Now, you might think that an Airbnb guest who’s in town for just a few weeks should have no part in all this farm and family drama… and while that would undoubtedly be the case in real life, in Said No One Ever, that’s clearly not what’s going to happen! Ellie becomes completely wrapped up in the farm and Marilyn’s life, and soon she’s a pivotal player in finding a way to make sure Marilyn gets what she wants.

Although presented as a romance (which it is!), I think my favorite thing about Said No One Ever is the wonderful relationship that develops between Ellie and Marilyn. Ellie still misses her own grandmother, and in Marilyn, she finds an elderly woman to fill some of the empty spaces in her heart. Marilyn’s sense of adventure and spunk are just what Ellie needs, as she involves Ellie in quests and adventures and just plain fun.

The romance in the book is a slow burn. At first, there’s the suggestion that this will be a love triangle story (and that’s certainly what the blurb describes), but that’s actually not the case. Warren is the obvious love interest, and the other guy — the sexy neighbor with smooth come-ons and heavy-handed flirtation — is ruled out almost immediately, especially when his underhanded manipulative side becomes clear.

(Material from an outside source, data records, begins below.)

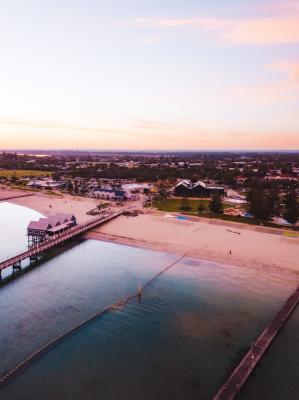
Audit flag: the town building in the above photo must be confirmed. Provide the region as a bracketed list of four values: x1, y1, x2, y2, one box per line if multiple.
[27, 213, 77, 245]
[174, 179, 224, 197]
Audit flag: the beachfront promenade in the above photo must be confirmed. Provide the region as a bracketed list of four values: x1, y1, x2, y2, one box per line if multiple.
[213, 286, 299, 400]
[0, 210, 123, 281]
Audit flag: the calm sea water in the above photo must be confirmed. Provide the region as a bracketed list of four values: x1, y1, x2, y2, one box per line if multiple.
[0, 203, 299, 400]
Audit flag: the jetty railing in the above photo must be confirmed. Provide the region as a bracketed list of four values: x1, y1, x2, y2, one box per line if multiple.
[213, 286, 299, 400]
[0, 210, 123, 279]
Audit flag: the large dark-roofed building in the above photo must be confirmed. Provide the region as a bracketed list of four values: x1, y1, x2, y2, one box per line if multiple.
[27, 213, 77, 245]
[174, 179, 224, 197]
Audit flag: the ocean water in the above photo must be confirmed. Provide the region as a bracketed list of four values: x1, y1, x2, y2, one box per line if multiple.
[0, 203, 299, 400]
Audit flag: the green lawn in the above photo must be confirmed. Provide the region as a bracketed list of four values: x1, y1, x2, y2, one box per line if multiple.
[0, 169, 52, 179]
[154, 199, 231, 213]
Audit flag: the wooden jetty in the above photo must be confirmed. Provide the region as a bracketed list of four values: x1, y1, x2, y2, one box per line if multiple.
[0, 211, 122, 281]
[213, 286, 299, 400]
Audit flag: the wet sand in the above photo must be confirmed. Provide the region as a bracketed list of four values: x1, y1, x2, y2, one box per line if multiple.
[86, 214, 299, 280]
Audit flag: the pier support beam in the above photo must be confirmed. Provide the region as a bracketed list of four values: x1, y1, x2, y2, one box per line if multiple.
[12, 261, 22, 273]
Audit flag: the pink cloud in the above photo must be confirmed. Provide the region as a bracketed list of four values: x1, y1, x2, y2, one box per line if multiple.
[222, 18, 299, 44]
[134, 13, 299, 45]
[268, 61, 299, 86]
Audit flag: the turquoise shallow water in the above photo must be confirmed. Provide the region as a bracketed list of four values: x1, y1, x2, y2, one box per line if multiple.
[0, 207, 298, 400]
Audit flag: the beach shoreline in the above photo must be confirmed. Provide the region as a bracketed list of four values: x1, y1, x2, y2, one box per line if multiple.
[0, 189, 299, 281]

I really enjoyed Said No One Ever, with only a few very minor quibbles:

  • The farm antics are cute, but especially in the first third of the book, a bit too much. I didn’t need quite that much time spent on following Ellie as she learns how to feed the animals, clean their stalls, and collect eggs from the henhouse.
  • Maybe this is just me, but why would a woman staying alone, on a farm, miles from other people, with no expectation of seeing anyone, still put on makeup every day? (Again, maybe this is just me…). A few times, when there’s an unexpected visitor at the farm, Ellie hopes her mascara isn’t smudged. (If I were alone in a tiny house on a farm, I would not be putting on mascara… and probably wouldn’t even bother with a hairbrush!)
  • This is more a quibble about the trope than about the book — but only in romance novels would an out-of-towner become that enmeshed in the locals’ lives within a week of arriving. But hey, it’s fiction, and I can suspend my disbelief for the sake of a sweet, engaging read.

For those who like to know these things in advance, the steam level here is sweet. No sex scenes, nothing more intimate than kissing and descriptions of feeling attraction.

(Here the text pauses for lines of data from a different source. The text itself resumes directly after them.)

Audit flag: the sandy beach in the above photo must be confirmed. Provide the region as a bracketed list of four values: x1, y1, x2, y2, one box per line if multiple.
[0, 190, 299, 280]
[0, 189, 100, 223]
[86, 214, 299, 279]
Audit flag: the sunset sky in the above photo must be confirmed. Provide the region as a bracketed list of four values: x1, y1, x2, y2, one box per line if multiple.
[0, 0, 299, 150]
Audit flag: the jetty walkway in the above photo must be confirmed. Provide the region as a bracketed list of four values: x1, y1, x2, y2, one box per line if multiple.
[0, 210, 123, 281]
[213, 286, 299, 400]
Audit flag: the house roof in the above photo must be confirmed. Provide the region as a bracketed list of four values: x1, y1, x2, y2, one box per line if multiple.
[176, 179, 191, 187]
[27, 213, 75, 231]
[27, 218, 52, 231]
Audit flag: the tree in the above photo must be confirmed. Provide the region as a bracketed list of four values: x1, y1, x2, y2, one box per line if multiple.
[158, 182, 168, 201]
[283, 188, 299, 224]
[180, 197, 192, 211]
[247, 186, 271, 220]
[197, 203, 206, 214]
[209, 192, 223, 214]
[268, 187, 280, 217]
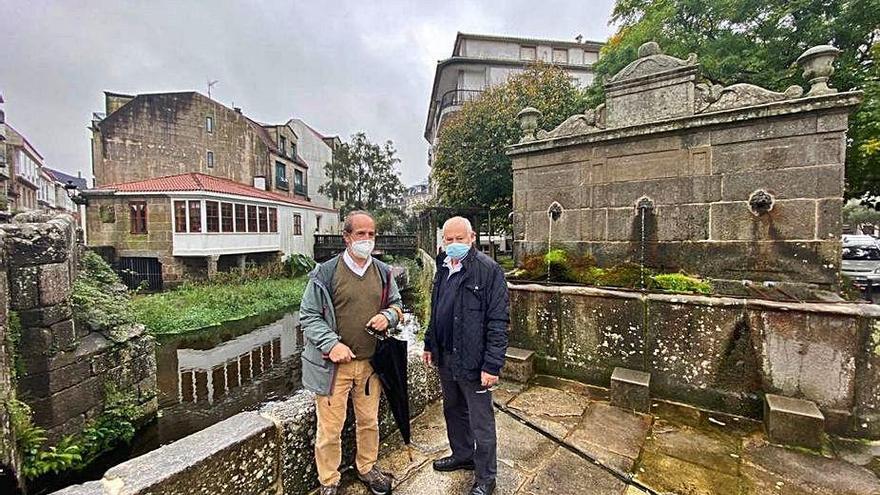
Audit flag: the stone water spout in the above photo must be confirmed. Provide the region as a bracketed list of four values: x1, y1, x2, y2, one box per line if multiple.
[547, 201, 564, 282]
[636, 196, 654, 289]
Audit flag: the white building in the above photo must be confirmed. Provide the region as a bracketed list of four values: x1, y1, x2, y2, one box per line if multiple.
[425, 33, 602, 166]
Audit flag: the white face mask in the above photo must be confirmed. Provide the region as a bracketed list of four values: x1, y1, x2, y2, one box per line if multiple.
[351, 240, 376, 260]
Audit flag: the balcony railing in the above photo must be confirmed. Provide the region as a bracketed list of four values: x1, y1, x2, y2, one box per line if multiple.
[437, 89, 483, 115]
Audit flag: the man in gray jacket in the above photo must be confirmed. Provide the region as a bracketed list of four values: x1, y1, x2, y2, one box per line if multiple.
[300, 211, 402, 495]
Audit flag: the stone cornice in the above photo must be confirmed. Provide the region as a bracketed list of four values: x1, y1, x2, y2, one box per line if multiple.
[507, 91, 862, 156]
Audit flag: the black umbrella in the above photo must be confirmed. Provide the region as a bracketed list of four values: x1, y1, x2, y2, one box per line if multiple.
[370, 337, 412, 455]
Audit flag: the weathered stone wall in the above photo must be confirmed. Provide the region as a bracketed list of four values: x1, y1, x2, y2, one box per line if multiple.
[0, 231, 23, 493]
[92, 92, 274, 186]
[509, 43, 860, 288]
[49, 344, 440, 495]
[0, 212, 157, 442]
[510, 285, 880, 438]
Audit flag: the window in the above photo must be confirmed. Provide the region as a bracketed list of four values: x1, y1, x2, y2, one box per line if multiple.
[269, 208, 278, 232]
[248, 205, 258, 232]
[553, 48, 568, 64]
[259, 206, 269, 232]
[275, 162, 288, 191]
[293, 170, 306, 196]
[220, 203, 233, 232]
[205, 201, 220, 232]
[189, 201, 202, 232]
[174, 201, 186, 232]
[235, 204, 247, 232]
[128, 201, 147, 234]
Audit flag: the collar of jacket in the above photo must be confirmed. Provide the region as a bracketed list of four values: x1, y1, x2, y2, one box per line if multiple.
[309, 253, 391, 290]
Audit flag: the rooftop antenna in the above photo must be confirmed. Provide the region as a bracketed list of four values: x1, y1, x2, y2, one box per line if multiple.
[208, 79, 220, 99]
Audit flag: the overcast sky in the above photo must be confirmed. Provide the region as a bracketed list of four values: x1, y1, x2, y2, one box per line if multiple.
[0, 0, 613, 185]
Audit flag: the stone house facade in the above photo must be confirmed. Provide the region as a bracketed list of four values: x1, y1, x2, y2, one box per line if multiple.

The writing is lots of fun, full of laughter and snark and quippy dialogue, not to mention the farm craziness that leaves Ellie at wit’s end:

Since arriving in Montana a single woman, her first sort-of-date involved wrangling a rooster and the second came with a garden hose and a runaway donkey. Of course it did. Her life had fallen into absolute bedlam.

That’s not to say that there aren’t more serious themes embedded in the story. I found certain elements especially moving. While Marilyn is funny and upbeat, the struggle she (along with Warren and Ellie) goes through to maintain her independence and to keep control over her own life can be very difficult to read about. While essentially an upbeat book, Said No One Ever still had me on the edge of my seat at certain parts when Marilyn’s future was on the line — which I think says a lot about how emotionally connected I’d come to feel about the characters.

Also, Ellie’s relationship with her parents and sister, while often played for laughs, is quite sad. They don’t see her for who she is or value her choices at all — so much of their interaction with her is about controlling her life, making decisions for her, and trying to convince Ellie that they, not her, know what’s best for her. Hmmm, sounds like a parallel to Marilyn’s life. I see what the author did there!

As you can tell, I really enjoyed this sweet story of love, friendship, and independence, and the gorgeous Montana setting is an absolute treat! I shouldn’t be surprised that I loved the characters and story — I felt the same way after reading the author’s previous novel, The Unplanned Life of Josie Hale. Looks like Stephanie Eding will be going on my authors-to-watch list!